The engineers of ASML, TSMC and others wake up every day, shoot lasers on liquid lead to generate light with extreme short wavelenghts, to make smaller and more performant chips.
And web developers wake up every day so that no one notices their work.
seems like a recipe for fragility... The mixtures of wavelengths will make optimizing other parts of the process very hard. And even keeping a consistent mix of wavelengths isn't easy.
More performant chips mean you can have more software abstraction and build things quickly. The increase in chip speed does not correspond to faster program execution but rather faster program authorship.
It's easier to train an army of web developers to build React applications than to teach them PHP + JS, Ruby + JS, etc. Those React developers can also (on average; many people are insanely productive in "uncool" languages) write applications more quickly.

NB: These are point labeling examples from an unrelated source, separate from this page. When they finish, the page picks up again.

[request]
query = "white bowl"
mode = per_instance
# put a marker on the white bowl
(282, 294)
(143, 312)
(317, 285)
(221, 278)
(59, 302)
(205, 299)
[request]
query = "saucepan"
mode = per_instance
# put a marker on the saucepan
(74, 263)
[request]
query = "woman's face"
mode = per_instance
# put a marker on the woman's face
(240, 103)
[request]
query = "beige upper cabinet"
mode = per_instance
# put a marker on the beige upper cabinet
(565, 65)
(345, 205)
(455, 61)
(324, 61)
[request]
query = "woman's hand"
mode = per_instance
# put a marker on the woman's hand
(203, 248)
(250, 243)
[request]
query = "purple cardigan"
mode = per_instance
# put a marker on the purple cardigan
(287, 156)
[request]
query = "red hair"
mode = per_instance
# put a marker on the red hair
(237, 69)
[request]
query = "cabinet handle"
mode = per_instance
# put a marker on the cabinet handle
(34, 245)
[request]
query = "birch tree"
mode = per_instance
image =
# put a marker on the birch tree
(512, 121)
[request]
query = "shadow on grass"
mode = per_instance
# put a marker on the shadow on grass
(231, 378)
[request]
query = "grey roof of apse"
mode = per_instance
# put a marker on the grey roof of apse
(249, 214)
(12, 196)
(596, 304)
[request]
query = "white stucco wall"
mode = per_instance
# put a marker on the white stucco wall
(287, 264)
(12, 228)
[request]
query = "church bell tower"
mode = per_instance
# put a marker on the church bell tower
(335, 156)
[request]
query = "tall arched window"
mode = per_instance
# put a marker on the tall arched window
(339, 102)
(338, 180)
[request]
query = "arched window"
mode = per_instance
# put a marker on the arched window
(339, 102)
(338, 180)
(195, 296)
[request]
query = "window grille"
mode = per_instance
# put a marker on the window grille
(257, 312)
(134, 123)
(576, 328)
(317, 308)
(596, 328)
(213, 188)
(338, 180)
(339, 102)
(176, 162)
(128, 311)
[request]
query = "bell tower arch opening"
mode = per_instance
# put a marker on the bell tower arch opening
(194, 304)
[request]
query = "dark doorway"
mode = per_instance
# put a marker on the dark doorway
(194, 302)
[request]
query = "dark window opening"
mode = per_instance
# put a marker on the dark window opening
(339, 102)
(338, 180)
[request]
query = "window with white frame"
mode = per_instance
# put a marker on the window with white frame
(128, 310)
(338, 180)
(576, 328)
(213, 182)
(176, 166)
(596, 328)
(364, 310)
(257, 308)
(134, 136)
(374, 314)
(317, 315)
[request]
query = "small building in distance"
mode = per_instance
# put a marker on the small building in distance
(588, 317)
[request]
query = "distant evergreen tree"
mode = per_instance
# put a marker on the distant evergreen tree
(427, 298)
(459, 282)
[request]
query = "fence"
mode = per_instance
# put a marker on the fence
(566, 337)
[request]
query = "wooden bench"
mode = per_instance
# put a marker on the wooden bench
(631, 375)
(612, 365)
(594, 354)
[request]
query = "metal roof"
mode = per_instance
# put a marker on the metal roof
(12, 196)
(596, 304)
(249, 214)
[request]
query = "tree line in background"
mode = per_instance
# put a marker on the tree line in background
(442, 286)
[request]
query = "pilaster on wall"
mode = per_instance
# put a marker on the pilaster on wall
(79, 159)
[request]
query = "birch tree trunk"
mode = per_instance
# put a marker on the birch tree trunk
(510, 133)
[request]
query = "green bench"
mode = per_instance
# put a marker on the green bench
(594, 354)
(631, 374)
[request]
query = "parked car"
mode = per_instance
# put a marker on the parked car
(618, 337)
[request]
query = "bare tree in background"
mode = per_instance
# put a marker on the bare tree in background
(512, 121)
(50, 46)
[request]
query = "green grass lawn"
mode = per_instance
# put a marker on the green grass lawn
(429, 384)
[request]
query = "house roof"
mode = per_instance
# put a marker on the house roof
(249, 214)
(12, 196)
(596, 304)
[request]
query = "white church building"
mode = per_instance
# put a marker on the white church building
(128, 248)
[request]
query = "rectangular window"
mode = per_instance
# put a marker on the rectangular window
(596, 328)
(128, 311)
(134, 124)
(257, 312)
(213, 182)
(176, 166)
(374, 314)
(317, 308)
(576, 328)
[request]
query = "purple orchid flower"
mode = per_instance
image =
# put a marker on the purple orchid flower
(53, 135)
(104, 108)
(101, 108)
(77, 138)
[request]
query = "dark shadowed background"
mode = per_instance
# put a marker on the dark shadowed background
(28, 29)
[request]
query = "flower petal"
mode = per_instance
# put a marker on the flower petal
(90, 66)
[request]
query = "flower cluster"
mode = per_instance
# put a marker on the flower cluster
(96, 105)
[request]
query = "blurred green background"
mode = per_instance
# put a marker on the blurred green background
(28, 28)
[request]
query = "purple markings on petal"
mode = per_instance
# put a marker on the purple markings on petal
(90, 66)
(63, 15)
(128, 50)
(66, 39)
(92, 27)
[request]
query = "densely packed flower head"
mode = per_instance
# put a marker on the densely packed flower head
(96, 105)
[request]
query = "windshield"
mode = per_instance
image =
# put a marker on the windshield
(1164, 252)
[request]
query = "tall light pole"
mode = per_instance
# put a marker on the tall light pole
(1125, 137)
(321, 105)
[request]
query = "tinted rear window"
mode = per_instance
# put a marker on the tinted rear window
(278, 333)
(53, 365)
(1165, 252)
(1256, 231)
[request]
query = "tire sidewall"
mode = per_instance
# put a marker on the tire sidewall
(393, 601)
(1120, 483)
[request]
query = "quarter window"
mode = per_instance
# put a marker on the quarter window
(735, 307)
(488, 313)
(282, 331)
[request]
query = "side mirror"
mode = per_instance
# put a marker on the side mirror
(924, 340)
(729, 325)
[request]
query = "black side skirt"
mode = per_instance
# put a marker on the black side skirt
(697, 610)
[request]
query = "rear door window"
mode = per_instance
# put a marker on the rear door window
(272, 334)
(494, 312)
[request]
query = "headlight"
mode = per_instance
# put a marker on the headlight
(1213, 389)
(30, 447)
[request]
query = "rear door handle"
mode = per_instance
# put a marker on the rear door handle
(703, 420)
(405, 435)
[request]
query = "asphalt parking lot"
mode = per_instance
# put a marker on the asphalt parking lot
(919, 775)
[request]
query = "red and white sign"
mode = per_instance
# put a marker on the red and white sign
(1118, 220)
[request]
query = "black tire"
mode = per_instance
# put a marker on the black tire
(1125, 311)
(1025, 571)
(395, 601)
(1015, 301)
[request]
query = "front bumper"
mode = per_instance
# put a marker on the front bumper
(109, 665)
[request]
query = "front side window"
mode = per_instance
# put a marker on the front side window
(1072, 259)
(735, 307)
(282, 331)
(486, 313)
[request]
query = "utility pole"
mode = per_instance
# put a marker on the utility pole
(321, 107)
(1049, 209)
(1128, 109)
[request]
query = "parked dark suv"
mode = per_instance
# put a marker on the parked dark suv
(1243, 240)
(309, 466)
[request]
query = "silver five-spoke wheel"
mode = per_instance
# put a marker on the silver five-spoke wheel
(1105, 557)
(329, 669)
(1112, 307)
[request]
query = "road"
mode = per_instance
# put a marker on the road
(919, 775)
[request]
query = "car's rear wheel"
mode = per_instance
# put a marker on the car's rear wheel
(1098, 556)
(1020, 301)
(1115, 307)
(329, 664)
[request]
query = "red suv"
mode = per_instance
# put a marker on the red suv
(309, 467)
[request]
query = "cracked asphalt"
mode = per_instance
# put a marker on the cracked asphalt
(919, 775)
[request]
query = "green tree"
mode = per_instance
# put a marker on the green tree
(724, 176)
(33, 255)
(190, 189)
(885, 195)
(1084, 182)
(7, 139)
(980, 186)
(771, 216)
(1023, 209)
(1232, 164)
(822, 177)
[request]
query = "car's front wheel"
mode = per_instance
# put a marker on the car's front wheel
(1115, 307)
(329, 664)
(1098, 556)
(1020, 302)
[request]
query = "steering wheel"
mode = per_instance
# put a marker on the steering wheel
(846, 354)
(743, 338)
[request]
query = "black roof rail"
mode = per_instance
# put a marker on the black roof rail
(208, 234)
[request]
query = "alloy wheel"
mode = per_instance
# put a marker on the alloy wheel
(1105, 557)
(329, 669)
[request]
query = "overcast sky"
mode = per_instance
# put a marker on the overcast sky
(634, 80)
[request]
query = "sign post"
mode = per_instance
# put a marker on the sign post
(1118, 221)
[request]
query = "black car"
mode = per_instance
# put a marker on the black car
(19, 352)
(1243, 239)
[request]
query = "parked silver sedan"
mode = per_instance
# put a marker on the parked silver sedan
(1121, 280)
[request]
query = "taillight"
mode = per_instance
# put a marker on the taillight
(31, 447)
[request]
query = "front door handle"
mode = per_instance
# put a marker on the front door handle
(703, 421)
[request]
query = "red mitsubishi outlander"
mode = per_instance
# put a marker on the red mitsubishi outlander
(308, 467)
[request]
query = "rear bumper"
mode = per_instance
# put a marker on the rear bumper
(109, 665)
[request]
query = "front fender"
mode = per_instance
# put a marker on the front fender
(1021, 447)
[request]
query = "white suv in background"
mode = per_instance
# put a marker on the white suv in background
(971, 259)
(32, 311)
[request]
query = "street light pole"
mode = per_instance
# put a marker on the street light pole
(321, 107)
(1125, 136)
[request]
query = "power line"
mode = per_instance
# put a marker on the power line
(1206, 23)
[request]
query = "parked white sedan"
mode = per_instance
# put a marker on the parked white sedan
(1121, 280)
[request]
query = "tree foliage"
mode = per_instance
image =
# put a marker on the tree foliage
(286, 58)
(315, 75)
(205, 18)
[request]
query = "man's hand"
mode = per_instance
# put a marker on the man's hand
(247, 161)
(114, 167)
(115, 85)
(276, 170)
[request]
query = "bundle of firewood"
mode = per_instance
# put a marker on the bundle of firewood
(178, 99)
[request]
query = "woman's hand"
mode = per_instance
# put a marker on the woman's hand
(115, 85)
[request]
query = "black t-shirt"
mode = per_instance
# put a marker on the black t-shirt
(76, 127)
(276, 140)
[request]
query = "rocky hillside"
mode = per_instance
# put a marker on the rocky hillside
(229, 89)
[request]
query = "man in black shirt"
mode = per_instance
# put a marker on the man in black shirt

For example, a company could write their app for macOS + Windows + Linux using native frameworks, or they could write their app once in JS + Electron.
A native app would certainly be much more performant, but that comes at the cost of being much more difficult to build, and most likely, Linux would not be supported at all.
What you've described is simply a tooling problem. We can (and should) have tooling that creates native, performant apps and is as easy to create with as React.
It's not against web devs in general, but this "give a man a hammer and every problem looks like a nail" approach to things.
Apps like Canva are unusable for me on my old PC. Many websites too.
I have only about 15GB of mobile data, some websites take like 20 megabytes of my monthly without any fancy video/imagery.
And web developers wake up every day so that no one notices their work.